The study sample, according to the methodology report, involved a racially- and ethnically-mixed group of boys and girls from two schools in New York and one in Indiana. Though 11 high schools were initially contacted, the research team settled on three schools that did not stand out academically as either extremely low- or high-performing. The recruits were taken from:

  • a public high school in New York City with 3,700 students, where a full semester was dedicated to an opt-in/opt-out comprehensive sex education that included condom demonstrations and posters in the halls about contraception, abstinence and other sexual-health issues,
  • a public high school in New York City with 400 students, where there was no formal sex education class, but there were occasional group discussions about sex and other issues during an advisory period that met weekly, and condoms were available as well as a few posters on contraception displayed in the halls,
  • a public high school in a mid-sized city in Indiana with 1,800 students, where two weeks were spent on sex education.

Two dominant themes that came out of this study were teens’ wariness about contraception and the idea that contraceptive and abstinence instruction was compatible.

Many teens were reportedly discouraged by the long list of side effects of hormonal birth control advertisements and some reported receiving inaccurate information about using hormonal birth control, e.g., that it could “close ovarian tubes." Condoms were perceived as the most effective form of birth control, but teens expressed awareness that condoms are not foolproof and many recalled learning about contraceptive-failure rates from school, friends and the Internet, though some stated that failure rates were overemphasized by school officials.

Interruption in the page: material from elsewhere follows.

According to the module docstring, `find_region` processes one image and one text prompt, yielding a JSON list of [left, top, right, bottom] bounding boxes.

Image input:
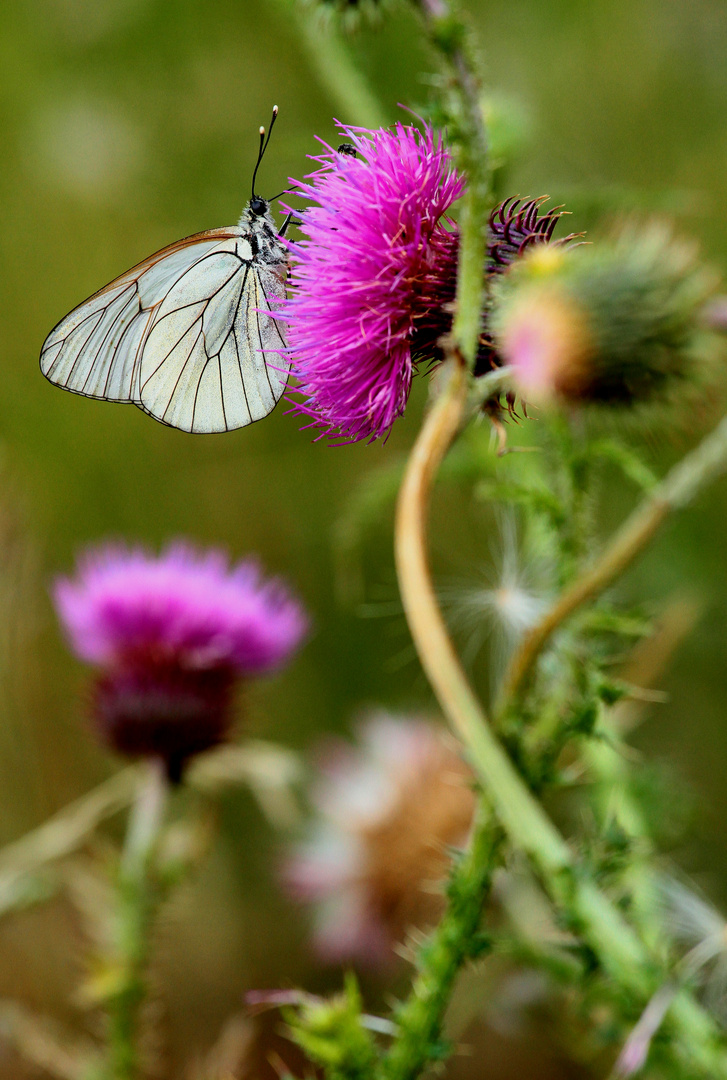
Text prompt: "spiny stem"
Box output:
[[375, 800, 501, 1080], [395, 367, 727, 1080], [108, 759, 169, 1080], [501, 408, 727, 707]]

A self-defined sexually-active, 17-year-old Hispanic female from Indiana recalled learning the following from an abstinence-only peer education program she attended in middle school: “Even if you have sex and you use a condom, you can still get pregnant. That’s what they told us in like 8th grade. There are still micro tiny holes in a condom so you can still get pregnant.”

The researchers stated that going into the study they perceived contraception and abstinence to be “somewhat opposing constructs,” but ended up being surprised that teens did not view abstinence as an “all or nothing” safe-sex strategy or that contraceptive information was only appropriate for sexually-active teens.

A 17-year-old black Hispanic female from New York City, and a self-defined virgin, told an interviewer: “Well, you can always wait. It’s nothin’ to rush. You can, you know – if you do decide to do it, use condoms, ’cause, you know, things that happen that people do not want to happen: having kids; gettin’ diseases and all that.”

The second study, using the same pool of students as the first, focused more narrowly on the Internet as a source of sex-health information and revealed that the teens interviewed were very discriminating when it came to information on the Web. Most reported trusting only sites that ended in .edu, .gov., or .org and distrusting sites such as Wikipedia or those with pornographic content. Based on their findings, researchers concluded that within a comprehensive sex-education model, schools would be wise to direct teens to websites that provide accurate, age-appropriate information on sexual health.